On Saturday, Arsenal plays at Manchester City. It’s entirely possible it could lose even if it plays well, and there’s been nothing so far to suggest it is likely to play well. If it does lose, that will be three defeats in a row to start the Premier League season before heading into the international break. The cycle is repeating again.
It has been 20 months since Unai Emery was sacked as a figure of widespread derision. Players, we were told, struggled to understand his tactical instructions. His record at Spartak Moscow and Paris Saint-Germain was held against him. Here was a manager, it was said (not entirely unreasonably), who was fine for an upper mid-table Spanish side but struggled everywhere else. And yet he has a higher win percentage at Arsenal than Mikel Arteta, the manager who replaced him.
After 88 games with Arteta on the job, patience is beginning to run out. The return of fans to the Emirates on Sunday meant the return of booing—and the nature of modern football being what it is, that discontent will soon be directed to Arteta. The problem is, there is so much going wrong at Arsenal that working out who is to blame and what might bring an improvement is almost impossible.
Arsenal, really, has been in decline since 2005. The move from Highbury to the Emirates was supposed to increase the club’s commercial potential, almost doubling capacity and offering greatly enhanced corporate facilities. It has done that, but the problem is that while the stadium was being built, investment in the squad was squeezed, and at the same time the economics of the game changed, so that what was required was investment from an oligarch or the sovereign wealth fund of a state.

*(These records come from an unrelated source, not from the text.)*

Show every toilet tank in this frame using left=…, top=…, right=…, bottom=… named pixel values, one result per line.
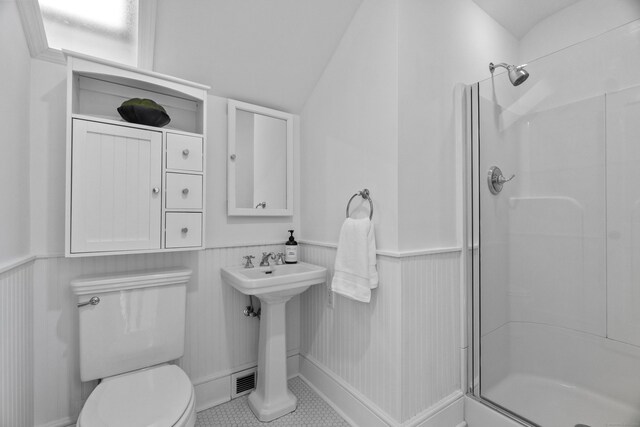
left=71, top=268, right=192, bottom=382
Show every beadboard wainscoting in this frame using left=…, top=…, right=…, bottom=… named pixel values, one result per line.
left=299, top=244, right=463, bottom=426
left=26, top=244, right=298, bottom=427
left=0, top=260, right=34, bottom=427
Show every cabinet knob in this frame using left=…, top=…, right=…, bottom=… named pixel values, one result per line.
left=182, top=149, right=190, bottom=156
left=230, top=154, right=237, bottom=160
left=182, top=188, right=189, bottom=195
left=152, top=187, right=160, bottom=194
left=181, top=227, right=189, bottom=234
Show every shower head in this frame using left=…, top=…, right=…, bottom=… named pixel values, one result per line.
left=489, top=62, right=529, bottom=86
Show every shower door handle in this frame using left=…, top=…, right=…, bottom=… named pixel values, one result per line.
left=488, top=166, right=515, bottom=195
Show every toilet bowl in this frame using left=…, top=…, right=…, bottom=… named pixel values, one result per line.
left=77, top=365, right=196, bottom=427
left=72, top=269, right=195, bottom=427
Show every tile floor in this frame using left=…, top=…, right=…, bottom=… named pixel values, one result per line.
left=195, top=376, right=351, bottom=426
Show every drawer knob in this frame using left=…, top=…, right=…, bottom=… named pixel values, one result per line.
left=182, top=149, right=190, bottom=156
left=230, top=154, right=237, bottom=160
left=182, top=188, right=189, bottom=195
left=152, top=187, right=160, bottom=194
left=181, top=227, right=189, bottom=234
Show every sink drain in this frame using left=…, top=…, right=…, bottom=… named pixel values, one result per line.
left=575, top=424, right=591, bottom=427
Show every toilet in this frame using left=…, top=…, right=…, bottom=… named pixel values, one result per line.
left=71, top=268, right=196, bottom=427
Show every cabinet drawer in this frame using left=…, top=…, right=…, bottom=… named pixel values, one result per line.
left=166, top=173, right=203, bottom=209
left=166, top=133, right=203, bottom=171
left=165, top=213, right=202, bottom=248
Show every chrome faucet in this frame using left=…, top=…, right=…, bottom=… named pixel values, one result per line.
left=274, top=253, right=285, bottom=265
left=260, top=252, right=275, bottom=267
left=243, top=255, right=255, bottom=268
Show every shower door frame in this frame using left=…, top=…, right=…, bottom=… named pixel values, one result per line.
left=463, top=82, right=538, bottom=427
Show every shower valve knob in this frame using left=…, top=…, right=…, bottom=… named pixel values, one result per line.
left=488, top=166, right=515, bottom=195
left=498, top=174, right=515, bottom=184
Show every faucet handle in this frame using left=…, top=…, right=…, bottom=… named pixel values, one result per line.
left=275, top=252, right=285, bottom=265
left=243, top=255, right=255, bottom=268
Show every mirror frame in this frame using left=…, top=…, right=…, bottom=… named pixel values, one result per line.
left=227, top=99, right=294, bottom=216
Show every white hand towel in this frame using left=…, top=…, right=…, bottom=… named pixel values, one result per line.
left=331, top=217, right=378, bottom=303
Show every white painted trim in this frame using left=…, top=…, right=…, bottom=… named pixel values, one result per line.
left=299, top=239, right=462, bottom=258
left=410, top=396, right=466, bottom=427
left=406, top=392, right=464, bottom=427
left=205, top=240, right=287, bottom=250
left=191, top=348, right=300, bottom=387
left=64, top=50, right=210, bottom=93
left=35, top=416, right=75, bottom=427
left=227, top=99, right=295, bottom=217
left=296, top=375, right=359, bottom=427
left=193, top=353, right=300, bottom=413
left=299, top=354, right=466, bottom=427
left=15, top=0, right=67, bottom=65
left=0, top=255, right=36, bottom=275
left=464, top=395, right=528, bottom=427
left=194, top=375, right=230, bottom=413
left=299, top=354, right=391, bottom=426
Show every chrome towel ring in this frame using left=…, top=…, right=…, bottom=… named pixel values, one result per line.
left=346, top=189, right=373, bottom=220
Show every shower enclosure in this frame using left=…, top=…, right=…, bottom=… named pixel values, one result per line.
left=467, top=20, right=640, bottom=427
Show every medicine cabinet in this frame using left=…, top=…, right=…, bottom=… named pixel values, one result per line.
left=227, top=99, right=293, bottom=216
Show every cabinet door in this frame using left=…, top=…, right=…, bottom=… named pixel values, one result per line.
left=71, top=120, right=162, bottom=253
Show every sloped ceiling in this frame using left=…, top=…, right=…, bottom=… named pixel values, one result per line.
left=153, top=0, right=363, bottom=113
left=472, top=0, right=581, bottom=39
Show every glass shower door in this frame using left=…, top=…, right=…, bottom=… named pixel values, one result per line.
left=470, top=20, right=640, bottom=427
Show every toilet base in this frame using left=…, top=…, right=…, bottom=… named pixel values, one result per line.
left=248, top=389, right=297, bottom=422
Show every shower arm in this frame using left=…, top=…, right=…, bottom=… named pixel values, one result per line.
left=489, top=62, right=526, bottom=73
left=489, top=62, right=509, bottom=73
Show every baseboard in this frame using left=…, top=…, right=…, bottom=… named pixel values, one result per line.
left=299, top=355, right=390, bottom=427
left=409, top=393, right=464, bottom=427
left=194, top=354, right=301, bottom=413
left=36, top=416, right=75, bottom=427
left=299, top=354, right=465, bottom=427
left=464, top=396, right=525, bottom=427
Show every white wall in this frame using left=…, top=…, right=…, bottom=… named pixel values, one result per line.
left=519, top=0, right=640, bottom=64
left=300, top=0, right=399, bottom=251
left=28, top=59, right=67, bottom=256
left=0, top=0, right=31, bottom=265
left=397, top=0, right=519, bottom=251
left=298, top=0, right=518, bottom=423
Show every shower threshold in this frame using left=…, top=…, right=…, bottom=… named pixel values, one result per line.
left=482, top=373, right=640, bottom=427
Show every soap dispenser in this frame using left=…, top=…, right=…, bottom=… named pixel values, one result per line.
left=285, top=230, right=298, bottom=264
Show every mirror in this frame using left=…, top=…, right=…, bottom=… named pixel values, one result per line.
left=228, top=99, right=293, bottom=216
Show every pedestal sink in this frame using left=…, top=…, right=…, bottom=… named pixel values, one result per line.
left=221, top=262, right=327, bottom=422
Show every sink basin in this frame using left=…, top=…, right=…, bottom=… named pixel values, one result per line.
left=220, top=261, right=327, bottom=422
left=221, top=262, right=327, bottom=298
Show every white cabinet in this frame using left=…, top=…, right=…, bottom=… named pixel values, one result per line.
left=70, top=120, right=162, bottom=253
left=65, top=51, right=209, bottom=257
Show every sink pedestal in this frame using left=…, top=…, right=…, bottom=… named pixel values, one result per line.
left=248, top=294, right=298, bottom=422
left=219, top=262, right=327, bottom=422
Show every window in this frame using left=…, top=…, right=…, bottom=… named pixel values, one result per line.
left=38, top=0, right=139, bottom=66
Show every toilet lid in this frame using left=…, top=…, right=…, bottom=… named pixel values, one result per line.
left=79, top=365, right=193, bottom=427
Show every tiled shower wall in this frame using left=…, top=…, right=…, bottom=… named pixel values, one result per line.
left=299, top=244, right=461, bottom=424
left=5, top=244, right=298, bottom=427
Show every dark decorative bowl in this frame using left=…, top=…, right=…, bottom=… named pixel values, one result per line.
left=117, top=99, right=171, bottom=128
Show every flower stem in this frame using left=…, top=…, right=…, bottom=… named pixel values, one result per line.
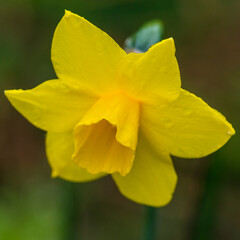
left=143, top=206, right=158, bottom=240
left=61, top=181, right=79, bottom=240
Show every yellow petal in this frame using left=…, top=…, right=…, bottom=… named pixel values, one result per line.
left=73, top=92, right=140, bottom=176
left=141, top=89, right=235, bottom=158
left=51, top=10, right=126, bottom=95
left=46, top=131, right=105, bottom=182
left=112, top=132, right=177, bottom=207
left=5, top=80, right=97, bottom=132
left=120, top=38, right=181, bottom=104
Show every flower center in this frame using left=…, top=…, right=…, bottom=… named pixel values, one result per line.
left=72, top=92, right=140, bottom=176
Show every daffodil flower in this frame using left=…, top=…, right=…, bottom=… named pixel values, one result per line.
left=5, top=11, right=235, bottom=206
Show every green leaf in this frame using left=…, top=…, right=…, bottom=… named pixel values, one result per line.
left=124, top=20, right=164, bottom=53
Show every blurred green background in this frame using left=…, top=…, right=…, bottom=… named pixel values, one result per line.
left=0, top=0, right=239, bottom=239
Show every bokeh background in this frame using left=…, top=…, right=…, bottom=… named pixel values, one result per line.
left=0, top=0, right=239, bottom=239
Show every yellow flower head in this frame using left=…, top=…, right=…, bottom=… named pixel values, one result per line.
left=5, top=11, right=235, bottom=206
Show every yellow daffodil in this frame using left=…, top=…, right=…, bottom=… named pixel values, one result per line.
left=5, top=11, right=235, bottom=206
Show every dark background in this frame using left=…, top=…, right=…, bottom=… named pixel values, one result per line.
left=0, top=0, right=239, bottom=239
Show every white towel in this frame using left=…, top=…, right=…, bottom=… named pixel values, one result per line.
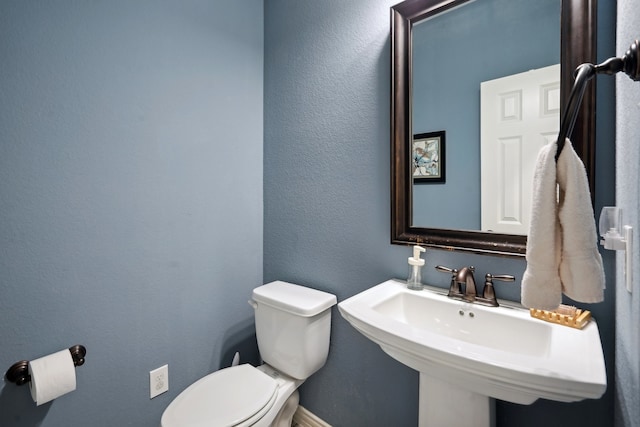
left=521, top=141, right=563, bottom=309
left=556, top=139, right=605, bottom=303
left=521, top=139, right=605, bottom=309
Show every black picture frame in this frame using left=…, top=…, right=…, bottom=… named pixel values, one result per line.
left=412, top=131, right=445, bottom=183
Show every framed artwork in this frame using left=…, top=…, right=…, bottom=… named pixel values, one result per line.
left=412, top=131, right=445, bottom=183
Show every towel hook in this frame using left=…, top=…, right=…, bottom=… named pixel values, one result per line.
left=555, top=39, right=640, bottom=161
left=4, top=345, right=86, bottom=386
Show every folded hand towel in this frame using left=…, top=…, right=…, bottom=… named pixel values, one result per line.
left=521, top=141, right=563, bottom=310
left=556, top=139, right=605, bottom=303
left=521, top=139, right=605, bottom=309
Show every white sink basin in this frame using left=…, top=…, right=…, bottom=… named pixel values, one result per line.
left=338, top=279, right=606, bottom=406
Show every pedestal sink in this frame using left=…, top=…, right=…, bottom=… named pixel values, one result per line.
left=338, top=280, right=607, bottom=427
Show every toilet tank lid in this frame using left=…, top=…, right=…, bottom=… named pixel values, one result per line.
left=252, top=281, right=337, bottom=317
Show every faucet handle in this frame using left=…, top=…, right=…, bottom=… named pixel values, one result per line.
left=479, top=273, right=515, bottom=307
left=435, top=265, right=461, bottom=297
left=435, top=265, right=457, bottom=275
left=486, top=273, right=515, bottom=283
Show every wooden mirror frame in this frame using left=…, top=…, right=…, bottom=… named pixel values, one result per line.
left=391, top=0, right=596, bottom=256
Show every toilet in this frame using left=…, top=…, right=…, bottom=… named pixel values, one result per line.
left=161, top=281, right=337, bottom=427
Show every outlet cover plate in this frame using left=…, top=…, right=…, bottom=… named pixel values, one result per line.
left=150, top=364, right=169, bottom=399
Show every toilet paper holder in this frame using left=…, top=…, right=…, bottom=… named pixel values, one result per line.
left=4, top=345, right=86, bottom=386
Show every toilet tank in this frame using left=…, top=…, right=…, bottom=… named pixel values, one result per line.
left=251, top=281, right=337, bottom=380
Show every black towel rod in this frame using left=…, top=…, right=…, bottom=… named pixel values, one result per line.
left=4, top=345, right=86, bottom=386
left=556, top=39, right=640, bottom=161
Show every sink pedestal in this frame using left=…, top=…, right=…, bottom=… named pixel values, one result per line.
left=420, top=374, right=495, bottom=427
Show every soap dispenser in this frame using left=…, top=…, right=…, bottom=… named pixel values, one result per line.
left=407, top=245, right=426, bottom=290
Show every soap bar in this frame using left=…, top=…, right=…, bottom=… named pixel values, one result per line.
left=555, top=304, right=577, bottom=316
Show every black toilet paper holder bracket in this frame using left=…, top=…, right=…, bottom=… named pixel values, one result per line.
left=4, top=345, right=87, bottom=386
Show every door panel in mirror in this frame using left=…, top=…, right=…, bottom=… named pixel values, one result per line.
left=480, top=64, right=560, bottom=235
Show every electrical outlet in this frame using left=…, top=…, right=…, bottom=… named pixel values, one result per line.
left=150, top=364, right=169, bottom=399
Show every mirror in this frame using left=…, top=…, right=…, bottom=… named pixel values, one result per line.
left=391, top=0, right=596, bottom=256
left=412, top=1, right=560, bottom=235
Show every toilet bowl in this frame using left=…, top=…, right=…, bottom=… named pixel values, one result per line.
left=161, top=281, right=337, bottom=427
left=161, top=364, right=302, bottom=427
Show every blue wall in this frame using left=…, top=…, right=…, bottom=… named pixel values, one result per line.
left=614, top=1, right=640, bottom=426
left=0, top=1, right=263, bottom=426
left=264, top=0, right=616, bottom=426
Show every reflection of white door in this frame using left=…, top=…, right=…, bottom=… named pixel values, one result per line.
left=480, top=64, right=560, bottom=235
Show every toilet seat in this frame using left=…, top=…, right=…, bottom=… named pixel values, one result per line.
left=161, top=364, right=278, bottom=427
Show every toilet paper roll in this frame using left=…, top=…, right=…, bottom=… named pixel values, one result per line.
left=28, top=349, right=77, bottom=406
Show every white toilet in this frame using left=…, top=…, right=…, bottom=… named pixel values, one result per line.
left=161, top=281, right=337, bottom=427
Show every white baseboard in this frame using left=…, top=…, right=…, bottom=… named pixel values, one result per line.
left=292, top=405, right=332, bottom=427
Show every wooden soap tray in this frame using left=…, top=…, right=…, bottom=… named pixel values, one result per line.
left=529, top=307, right=591, bottom=329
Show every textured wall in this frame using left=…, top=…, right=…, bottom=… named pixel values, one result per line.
left=264, top=0, right=616, bottom=426
left=0, top=1, right=263, bottom=426
left=614, top=1, right=640, bottom=426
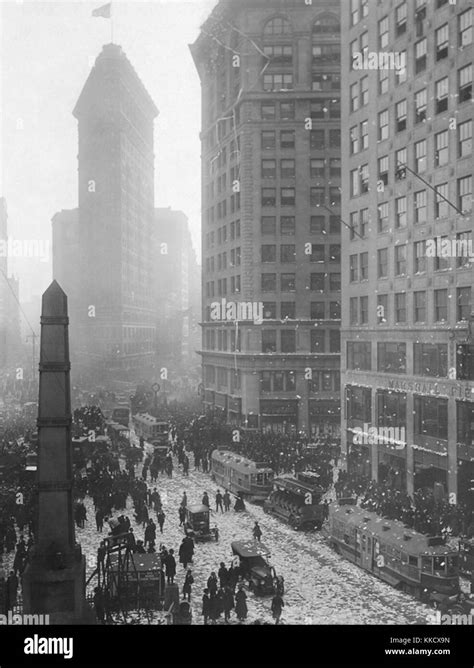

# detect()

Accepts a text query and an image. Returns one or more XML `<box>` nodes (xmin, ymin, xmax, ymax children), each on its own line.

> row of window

<box><xmin>205</xmin><ymin>276</ymin><xmax>241</xmax><ymax>297</ymax></box>
<box><xmin>261</xmin><ymin>99</ymin><xmax>341</xmax><ymax>122</ymax></box>
<box><xmin>203</xmin><ymin>328</ymin><xmax>341</xmax><ymax>354</ymax></box>
<box><xmin>204</xmin><ymin>193</ymin><xmax>241</xmax><ymax>224</ymax></box>
<box><xmin>346</xmin><ymin>387</ymin><xmax>474</xmax><ymax>445</ymax></box>
<box><xmin>204</xmin><ymin>133</ymin><xmax>240</xmax><ymax>167</ymax></box>
<box><xmin>204</xmin><ymin>366</ymin><xmax>340</xmax><ymax>396</ymax></box>
<box><xmin>260</xmin><ymin>158</ymin><xmax>342</xmax><ymax>179</ymax></box>
<box><xmin>349</xmin><ymin>183</ymin><xmax>471</xmax><ymax>241</ymax></box>
<box><xmin>203</xmin><ymin>301</ymin><xmax>341</xmax><ymax>323</ymax></box>
<box><xmin>262</xmin><ymin>72</ymin><xmax>341</xmax><ymax>92</ymax></box>
<box><xmin>351</xmin><ymin>14</ymin><xmax>472</xmax><ymax>79</ymax></box>
<box><xmin>351</xmin><ymin>120</ymin><xmax>472</xmax><ymax>168</ymax></box>
<box><xmin>263</xmin><ymin>14</ymin><xmax>339</xmax><ymax>37</ymax></box>
<box><xmin>263</xmin><ymin>370</ymin><xmax>341</xmax><ymax>393</ymax></box>
<box><xmin>261</xmin><ymin>329</ymin><xmax>340</xmax><ymax>354</ymax></box>
<box><xmin>350</xmin><ymin>65</ymin><xmax>473</xmax><ymax>113</ymax></box>
<box><xmin>262</xmin><ymin>129</ymin><xmax>341</xmax><ymax>151</ymax></box>
<box><xmin>259</xmin><ymin>273</ymin><xmax>341</xmax><ymax>293</ymax></box>
<box><xmin>261</xmin><ymin>244</ymin><xmax>340</xmax><ymax>264</ymax></box>
<box><xmin>205</xmin><ymin>168</ymin><xmax>239</xmax><ymax>201</ymax></box>
<box><xmin>351</xmin><ymin>168</ymin><xmax>472</xmax><ymax>216</ymax></box>
<box><xmin>205</xmin><ymin>155</ymin><xmax>342</xmax><ymax>206</ymax></box>
<box><xmin>261</xmin><ymin>187</ymin><xmax>341</xmax><ymax>208</ymax></box>
<box><xmin>205</xmin><ymin>248</ymin><xmax>241</xmax><ymax>273</ymax></box>
<box><xmin>261</xmin><ymin>215</ymin><xmax>341</xmax><ymax>236</ymax></box>
<box><xmin>376</xmin><ymin>4</ymin><xmax>471</xmax><ymax>48</ymax></box>
<box><xmin>349</xmin><ymin>0</ymin><xmax>369</xmax><ymax>27</ymax></box>
<box><xmin>349</xmin><ymin>287</ymin><xmax>472</xmax><ymax>326</ymax></box>
<box><xmin>204</xmin><ymin>366</ymin><xmax>241</xmax><ymax>392</ymax></box>
<box><xmin>350</xmin><ymin>233</ymin><xmax>472</xmax><ymax>283</ymax></box>
<box><xmin>347</xmin><ymin>340</ymin><xmax>474</xmax><ymax>381</ymax></box>
<box><xmin>205</xmin><ymin>221</ymin><xmax>240</xmax><ymax>249</ymax></box>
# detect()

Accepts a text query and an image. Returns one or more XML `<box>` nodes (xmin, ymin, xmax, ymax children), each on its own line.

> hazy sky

<box><xmin>1</xmin><ymin>0</ymin><xmax>217</xmax><ymax>301</ymax></box>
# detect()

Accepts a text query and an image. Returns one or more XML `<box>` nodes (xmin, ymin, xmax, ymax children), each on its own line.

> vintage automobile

<box><xmin>231</xmin><ymin>540</ymin><xmax>284</xmax><ymax>596</ymax></box>
<box><xmin>151</xmin><ymin>443</ymin><xmax>169</xmax><ymax>468</ymax></box>
<box><xmin>183</xmin><ymin>505</ymin><xmax>219</xmax><ymax>542</ymax></box>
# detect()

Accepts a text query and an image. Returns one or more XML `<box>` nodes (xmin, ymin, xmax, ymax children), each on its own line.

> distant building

<box><xmin>191</xmin><ymin>0</ymin><xmax>342</xmax><ymax>434</ymax></box>
<box><xmin>340</xmin><ymin>0</ymin><xmax>473</xmax><ymax>504</ymax></box>
<box><xmin>51</xmin><ymin>207</ymin><xmax>80</xmax><ymax>325</ymax></box>
<box><xmin>53</xmin><ymin>44</ymin><xmax>159</xmax><ymax>381</ymax></box>
<box><xmin>154</xmin><ymin>207</ymin><xmax>201</xmax><ymax>375</ymax></box>
<box><xmin>0</xmin><ymin>198</ymin><xmax>21</xmax><ymax>370</ymax></box>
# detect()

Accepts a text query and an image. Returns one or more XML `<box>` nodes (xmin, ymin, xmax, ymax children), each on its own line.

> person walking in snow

<box><xmin>223</xmin><ymin>490</ymin><xmax>231</xmax><ymax>512</ymax></box>
<box><xmin>215</xmin><ymin>490</ymin><xmax>224</xmax><ymax>513</ymax></box>
<box><xmin>271</xmin><ymin>593</ymin><xmax>285</xmax><ymax>624</ymax></box>
<box><xmin>235</xmin><ymin>585</ymin><xmax>248</xmax><ymax>622</ymax></box>
<box><xmin>157</xmin><ymin>510</ymin><xmax>165</xmax><ymax>533</ymax></box>
<box><xmin>252</xmin><ymin>521</ymin><xmax>262</xmax><ymax>542</ymax></box>
<box><xmin>182</xmin><ymin>568</ymin><xmax>194</xmax><ymax>602</ymax></box>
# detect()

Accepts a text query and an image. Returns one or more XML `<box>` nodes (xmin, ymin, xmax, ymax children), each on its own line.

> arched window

<box><xmin>264</xmin><ymin>17</ymin><xmax>292</xmax><ymax>36</ymax></box>
<box><xmin>312</xmin><ymin>14</ymin><xmax>340</xmax><ymax>35</ymax></box>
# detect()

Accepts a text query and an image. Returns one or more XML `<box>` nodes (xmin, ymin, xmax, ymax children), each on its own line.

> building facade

<box><xmin>53</xmin><ymin>44</ymin><xmax>159</xmax><ymax>381</ymax></box>
<box><xmin>0</xmin><ymin>198</ymin><xmax>21</xmax><ymax>371</ymax></box>
<box><xmin>192</xmin><ymin>0</ymin><xmax>342</xmax><ymax>435</ymax></box>
<box><xmin>154</xmin><ymin>207</ymin><xmax>201</xmax><ymax>377</ymax></box>
<box><xmin>340</xmin><ymin>0</ymin><xmax>473</xmax><ymax>505</ymax></box>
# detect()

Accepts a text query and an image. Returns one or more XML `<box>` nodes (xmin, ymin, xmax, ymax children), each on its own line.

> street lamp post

<box><xmin>152</xmin><ymin>383</ymin><xmax>160</xmax><ymax>417</ymax></box>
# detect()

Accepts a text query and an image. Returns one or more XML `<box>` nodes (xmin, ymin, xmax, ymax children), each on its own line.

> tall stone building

<box><xmin>340</xmin><ymin>0</ymin><xmax>473</xmax><ymax>504</ymax></box>
<box><xmin>154</xmin><ymin>207</ymin><xmax>201</xmax><ymax>375</ymax></box>
<box><xmin>53</xmin><ymin>44</ymin><xmax>159</xmax><ymax>381</ymax></box>
<box><xmin>0</xmin><ymin>198</ymin><xmax>21</xmax><ymax>370</ymax></box>
<box><xmin>191</xmin><ymin>0</ymin><xmax>342</xmax><ymax>435</ymax></box>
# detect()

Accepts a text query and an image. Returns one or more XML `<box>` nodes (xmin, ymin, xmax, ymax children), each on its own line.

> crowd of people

<box><xmin>337</xmin><ymin>471</ymin><xmax>474</xmax><ymax>539</ymax></box>
<box><xmin>170</xmin><ymin>412</ymin><xmax>337</xmax><ymax>490</ymax></box>
<box><xmin>88</xmin><ymin>478</ymin><xmax>284</xmax><ymax>624</ymax></box>
<box><xmin>1</xmin><ymin>390</ymin><xmax>473</xmax><ymax>623</ymax></box>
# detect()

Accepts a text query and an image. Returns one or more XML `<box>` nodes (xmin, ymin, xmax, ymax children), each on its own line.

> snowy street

<box><xmin>75</xmin><ymin>449</ymin><xmax>432</xmax><ymax>625</ymax></box>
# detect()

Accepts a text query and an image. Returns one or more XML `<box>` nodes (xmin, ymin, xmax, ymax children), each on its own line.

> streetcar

<box><xmin>210</xmin><ymin>450</ymin><xmax>274</xmax><ymax>502</ymax></box>
<box><xmin>111</xmin><ymin>405</ymin><xmax>130</xmax><ymax>427</ymax></box>
<box><xmin>106</xmin><ymin>421</ymin><xmax>131</xmax><ymax>451</ymax></box>
<box><xmin>25</xmin><ymin>452</ymin><xmax>38</xmax><ymax>473</ymax></box>
<box><xmin>459</xmin><ymin>538</ymin><xmax>474</xmax><ymax>578</ymax></box>
<box><xmin>132</xmin><ymin>413</ymin><xmax>170</xmax><ymax>444</ymax></box>
<box><xmin>263</xmin><ymin>472</ymin><xmax>324</xmax><ymax>530</ymax></box>
<box><xmin>328</xmin><ymin>501</ymin><xmax>460</xmax><ymax>604</ymax></box>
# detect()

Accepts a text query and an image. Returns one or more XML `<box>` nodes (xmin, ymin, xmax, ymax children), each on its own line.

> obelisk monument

<box><xmin>22</xmin><ymin>281</ymin><xmax>86</xmax><ymax>623</ymax></box>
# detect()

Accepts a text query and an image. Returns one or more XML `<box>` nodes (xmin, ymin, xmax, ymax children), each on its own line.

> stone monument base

<box><xmin>22</xmin><ymin>555</ymin><xmax>92</xmax><ymax>624</ymax></box>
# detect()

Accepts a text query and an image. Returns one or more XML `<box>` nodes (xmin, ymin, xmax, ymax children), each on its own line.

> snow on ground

<box><xmin>74</xmin><ymin>447</ymin><xmax>433</xmax><ymax>625</ymax></box>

By the time some money was available for transfers, Arsene Wenger was in his dotage and the decline went on. When Emery got there, the satiation was chaotic. Football had moved on and Arsenal had not. Recruitment was chaotic, and with regular stories of scouts being laid off, that has not improved. This is a club whose four most expensive signings before this summer were an orthodox center forward (Alexandre Lacazette), a No. 10 (Mesut Ozil), and two players at their best starting wide and cutting infield (Pierre-Emerick Aubameyang and Nicolas Pépé). How were those four ever expected to play together? What was the plan?
And as so often happens, decline leads to panic. Ozil and Aubameyang were both given extended contracts after the age of 30. Both then fell dismally out of form. Lucrative deals were given to David Luiz and Willian. Emiliano Martínez was sold to Aston Villa for $20 million last summer, leaving Arsenal short of a backup keeper, and forcing the club to spend $33 million on Aaron Ramsdale. None of it makes any sense.
At least young talents like Bukayo Saka and Emile Smith Rowe offer hope, and the $150 million invested this summer has gone toward players ages 23 and under who can reasonably be expected to have resale value. Yet how much better, for all the obvious talent of Martin Ødegaard and Ben White, they have made Arsenal, though, is debatable. White thrived in a back three at Brighton, but in his first game for Arsenal, away at Brentford, he was part of a back four, where his comparative weakness in the air was brutally exposed. Was no thought given to how he might fit in?
It’s true Arsenal was without nine players against Chelsea on Sunday, but still, its display was limp in a way that was simultaneously inexplicable and entirely characteristic. Defeat felt preordained. The opening goal was the result of dismal defending, the sort of lack of organization that can only expose Arteta to criticism. Pablo Mari got far too tight to Romelu Lukaku so he could be spun easily, and he was then hopelessly outmuscled. Kieran Tierney had clearly been told to tuck in to cover, but nobody moved to protect the channel he had just vacated, leaving Reece James to accelerate forward and cross unhindered. And even then a well-drilled line might have drawn an offside, had Cédric Soares not been loitering four yards behind the rest of the defense.
But these are professionals. They must know such basics. This was more than a failure of organization. It was a failure of spirit. There is a sickness about Arsenal. Minds seem perpetually scrambled. There is no sharpness, no confidence, apparently no willingness to take responsibility.
And while Arteta as manager has to take some of the blame, the problems stretch far into the past and way beyond him.